We seem to agree on this: you don't think there's any need for a way to determine whether two real numbers are equal.
For ordinary math, though, using some criterion for equality (for example x>=y and y>=x) is basic and not controversial. So it seems unconvincing (to me) when you seem to imply the opposite.
There is an easy way to prove two numbers are equal. Typically in the reals there are three possibilities: a > b, a < b, a = b. If you eliminate a > b and a < b then you are left to conclude a = b. And this is exactly what is done in Apostol's Calculus Vol 1 (IMHO the greatest calc book ever written) chapter 1 when he proves that the area under n^2 is EXACTLY (n^3)/3, with no "calculus". You would be shocked how far into calculus the author gets with just that theorem. Can't recommend that book enough.
Thanks, I'll take a look. I like that kind of thing very much.

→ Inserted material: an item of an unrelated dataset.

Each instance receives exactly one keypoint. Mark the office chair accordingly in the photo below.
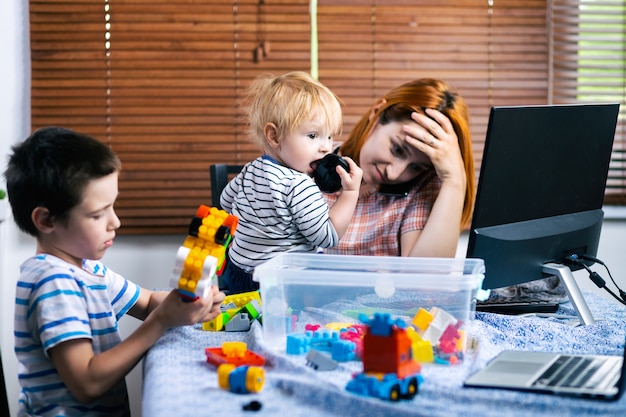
(220, 175)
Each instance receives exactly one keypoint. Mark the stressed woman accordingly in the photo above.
(415, 150)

I use applied math. I haven't taken a class in real analysis. But it's fun how often grinding out the solution to a "real world," practical PDE turns out not to actually be the nicest (simplest and/or clearest and/or sufficiently insight-producing) way to understand the (hopefully) corresponding physical problem in the lab.
Stripping off the "calculus" and replacing it by limits sometimes seems to help highlight alternate perspectives that the magic "integrals" and "derivatives" kind of conceal.
Even when it's not more effective, it's definitely more fun.
> you don't think there's any need for a way to determine whether two real numbers are equal.
You are putting words in my mouth.
And you clearly do not understand the answer.
I guess I'm not very good at ELI5 because I very clearly answered your question with your own proposal.
Maybe when you get to college a professor can do a better job explaining it to you (if you actually make it to college, because you're going to struggle very hard if that's how you think when an answer is spoon-fed to you).